In Schweden war der unglückliche Gustav IV. 1809 entthront und sein Oheim hatte als Karl XIII. den Thron bestiegen. Dieser schloss am 6. Januar 1810 Frieden mit Napoleon, durch welchen er sein Pommern zurück erhielt. Er setzte den Grafen v.
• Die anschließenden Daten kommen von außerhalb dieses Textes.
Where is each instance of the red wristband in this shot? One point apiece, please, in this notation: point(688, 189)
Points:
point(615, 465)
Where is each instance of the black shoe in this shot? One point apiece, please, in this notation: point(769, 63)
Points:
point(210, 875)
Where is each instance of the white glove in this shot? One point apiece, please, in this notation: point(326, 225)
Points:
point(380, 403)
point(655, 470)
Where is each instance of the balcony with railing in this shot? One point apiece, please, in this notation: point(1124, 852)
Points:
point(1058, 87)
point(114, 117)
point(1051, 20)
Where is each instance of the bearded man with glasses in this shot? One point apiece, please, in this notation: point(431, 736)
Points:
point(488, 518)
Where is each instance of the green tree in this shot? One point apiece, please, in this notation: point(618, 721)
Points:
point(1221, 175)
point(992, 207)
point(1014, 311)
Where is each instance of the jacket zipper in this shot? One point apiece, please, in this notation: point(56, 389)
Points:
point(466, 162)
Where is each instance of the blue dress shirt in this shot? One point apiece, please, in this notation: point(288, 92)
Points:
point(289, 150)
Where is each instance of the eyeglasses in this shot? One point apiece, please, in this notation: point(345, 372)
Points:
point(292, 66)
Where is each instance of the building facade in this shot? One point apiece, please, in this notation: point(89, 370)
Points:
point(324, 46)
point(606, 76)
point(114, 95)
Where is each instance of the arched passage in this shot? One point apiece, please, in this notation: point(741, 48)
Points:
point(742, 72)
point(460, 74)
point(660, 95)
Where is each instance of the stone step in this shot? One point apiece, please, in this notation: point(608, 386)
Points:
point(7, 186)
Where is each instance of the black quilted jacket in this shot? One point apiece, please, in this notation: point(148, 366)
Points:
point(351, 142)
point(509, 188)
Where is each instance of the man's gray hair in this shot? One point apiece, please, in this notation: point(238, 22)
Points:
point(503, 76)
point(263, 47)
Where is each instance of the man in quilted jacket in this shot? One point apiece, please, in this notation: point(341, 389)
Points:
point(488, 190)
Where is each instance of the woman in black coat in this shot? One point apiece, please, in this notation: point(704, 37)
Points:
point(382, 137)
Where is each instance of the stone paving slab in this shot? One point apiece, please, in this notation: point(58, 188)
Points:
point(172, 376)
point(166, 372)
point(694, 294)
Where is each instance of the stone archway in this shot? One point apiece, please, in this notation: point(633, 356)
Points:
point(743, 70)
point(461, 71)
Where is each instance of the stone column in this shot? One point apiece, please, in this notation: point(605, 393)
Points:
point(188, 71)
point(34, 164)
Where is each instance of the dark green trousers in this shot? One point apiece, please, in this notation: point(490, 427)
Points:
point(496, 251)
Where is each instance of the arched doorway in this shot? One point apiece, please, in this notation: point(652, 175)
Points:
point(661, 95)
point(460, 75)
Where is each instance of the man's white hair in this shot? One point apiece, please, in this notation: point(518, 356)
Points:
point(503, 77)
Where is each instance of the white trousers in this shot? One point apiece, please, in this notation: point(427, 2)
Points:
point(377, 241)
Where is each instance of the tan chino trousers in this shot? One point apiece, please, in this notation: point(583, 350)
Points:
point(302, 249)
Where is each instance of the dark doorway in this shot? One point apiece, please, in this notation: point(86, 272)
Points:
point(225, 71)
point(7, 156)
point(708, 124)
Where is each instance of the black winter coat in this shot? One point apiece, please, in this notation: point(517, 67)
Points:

Essen wieder zum Statthalter ein und berief einen Ständeausschuss nach Stockholm zur Vollendung der Verfassung. Da Wismar an Mecklenburg überlassen war, so erhielt das Tribunal nun seinen Sitz zu Greifswald und zwar in dem jetzigen Bungeschen Hause in der Büchstraße, dessen langjähriger Präsident v. Mühlenfels war. Das Hofgericht unter die Leitung des Direktors v. Möller hatte seinen Sitz in dem Hause des jetzigen Kreisgerichts. Außer diesen Obergerichten hatte jede Stadt ihr eigenes Stadtgericht und für das platte Land waren Kreisgerichte zu Bergen, Franzburg, Loitz und Greifswald eingesetzt. Die polizeilichen Angelegenheiten waren in jedem Kreise dem Landrat anvertraut.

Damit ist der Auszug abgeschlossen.